What has caused such outrage among the kingdom’s near neighbours is not simply the number killed, but the fact they included the prominent Shia cleric Sheikh Nimr al-Nimr.

The backlash has been split along sectarian lines, with Saudi Arabia and its Sunni government-led allies Sudan, Kuwait, Bahrain and the UAE severing diplomatic ties to Iran.

What’s the geographical split?

The majority of the world’s Muslims are Sunni, between 85 and 90 per cent according to most counts, and spread across Africa, the Middle East and Asia.

Iran, Iraq, Azerbaijan and Bahrain have a Shia majority, though the latter is ruled by the Sunni House of Khalifa.
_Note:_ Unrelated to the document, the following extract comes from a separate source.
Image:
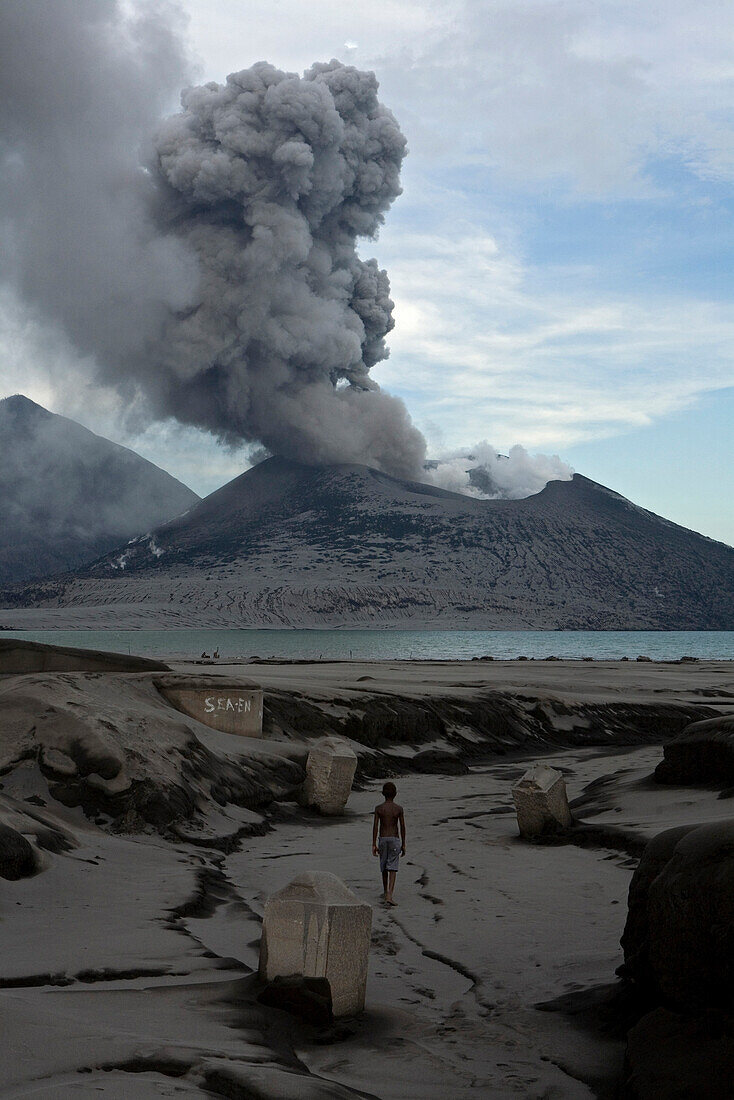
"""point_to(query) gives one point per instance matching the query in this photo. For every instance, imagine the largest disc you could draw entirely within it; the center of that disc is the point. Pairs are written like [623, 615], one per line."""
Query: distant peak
[20, 405]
In Yemen, the conflict has become a sectarian proxy war, with Iran backing the Shia Houthi rebels who overthrew the country’s Sunni-dominated government, while a Saudi-led coalition has since intervened to reinstall the Sunni leadership.

What caused the divide?

The Sunni-Shia conflict is 1,400 years in the making, dating back to the years immediately after the Prophet Mohammed’s death in 632.

The arguments are complicated but essentially boil down to the fact that Sunni’s believe the Prophets’ trusted friend and advisor Abu Bakr was the first rightful leader of Muslims or “caliph”, while Shias believe that Mohammed’s cousin and son-in-law Ali was chosen by Allah to hold the title.